Aug 15 2006
The Huntsville Times
By Shelby Spires
Alabama's senior senator has been quietly beefing up the Department of Justice budget over the past couple of years with the hope of adding forensic science, computer analysis and bomb disposal work at Redstone Arsenal.
Sen. Richard Shelby, R-Tuscaloosa, has put $88.4 million into the proposed fiscal 2007 budget for two major projects on Redstone for the FBI and for the Bureau of Alcohol, Tobacco, Firearms and Explosives.
This money comes on top of $15.1 million for an FBI technology school and $5 million for design work on the ATF project Shelby placed in the fiscal 2006 budget.
"This is a very positive step for Redstone and places new missions on the arsenal," Shelby said Thursday.
Shelby chairs the Senate Commerce Justice and Science subcommittee, which oversees the Justice Department budget.
If approved, the money would help the FBI establish a regional forensics computer laboratory and a forensic science academy, and the ATF set up a bomb school.
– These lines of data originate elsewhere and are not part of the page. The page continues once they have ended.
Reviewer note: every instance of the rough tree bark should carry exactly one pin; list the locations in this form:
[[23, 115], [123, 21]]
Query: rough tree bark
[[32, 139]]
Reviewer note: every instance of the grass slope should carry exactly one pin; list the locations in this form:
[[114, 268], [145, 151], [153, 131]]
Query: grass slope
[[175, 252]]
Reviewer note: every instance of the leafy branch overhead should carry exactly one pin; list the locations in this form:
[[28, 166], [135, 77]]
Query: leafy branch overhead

The schools are new for the FBI and ATF, and they wouldn't be relocated from other sites. The FBI is part of the Justice Department; the ATF serves under the Treasury Department.
The bomb school would train federal, state and local law enforcement officers. The FBI would use the computer forensics facility to help examine evidence, Shelby said.
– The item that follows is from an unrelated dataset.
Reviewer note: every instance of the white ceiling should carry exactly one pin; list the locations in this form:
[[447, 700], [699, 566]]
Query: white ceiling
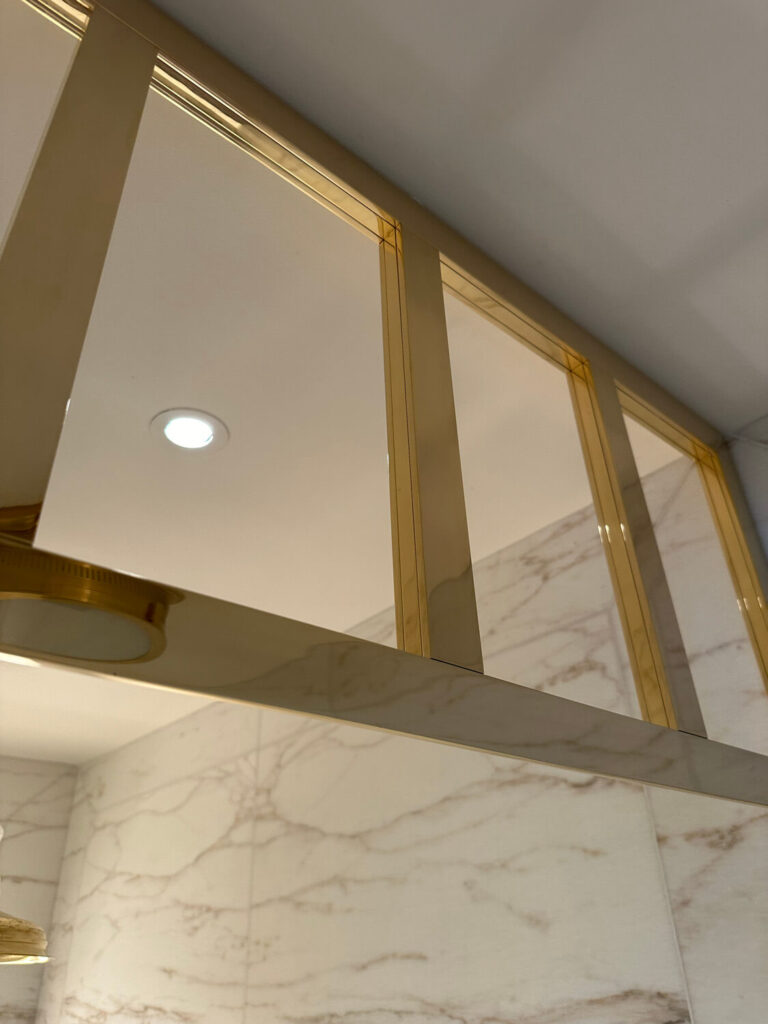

"The FBI has nine of these centers around the nation, but not one in the Southeast, and that's the most populated area in the nation," he said. "It's a need the FBI has to fill."
Shelby said Redstone is perfectly suited for "this type of work because of its decades-long relationship with the FBI and its Hazardous Devices School on the arsenal, which has been growing over the past few years."
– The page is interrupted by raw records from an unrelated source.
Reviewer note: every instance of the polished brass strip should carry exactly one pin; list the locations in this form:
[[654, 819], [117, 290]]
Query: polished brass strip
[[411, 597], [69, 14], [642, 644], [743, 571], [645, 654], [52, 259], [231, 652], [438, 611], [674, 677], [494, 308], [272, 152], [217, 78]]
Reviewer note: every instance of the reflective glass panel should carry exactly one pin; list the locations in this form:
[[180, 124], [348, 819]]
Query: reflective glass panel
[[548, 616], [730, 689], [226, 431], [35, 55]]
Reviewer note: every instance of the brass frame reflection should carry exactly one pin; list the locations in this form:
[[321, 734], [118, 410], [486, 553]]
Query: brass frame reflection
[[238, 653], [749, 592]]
In 2004, the FBI expanded its operations on Redstone, adding 300 acres and several mock buildings to train students from around the world in ordnance and bomb disposal.
"All of these efforts are very important for dealing with the security of our nation," Shelby said. "It will be good for the Redstone and Huntsville community, but ultimately this is best for the security of our nation."
Shelby said the money is a start, but he had no details on how many jobs the projects could bring or how much more money would be required to complete the work.
"It's premature for that right now, but if more money is needed, then we will work to get what is needed," he said.
Placing the Justice Department work on Redstone will require a lot of construction, said Col. John Olshefski, Redstone Garrison commander. The FBI and ATF are part of Redstone's plans, he said.
Olshefski and Redstone planners have been working out details for the projects.
Army units that are scheduled to leave Redstone as part of the 2005 Base Realignment and Closure Commission decision could provide housing for Justice Department students, Olshefski said.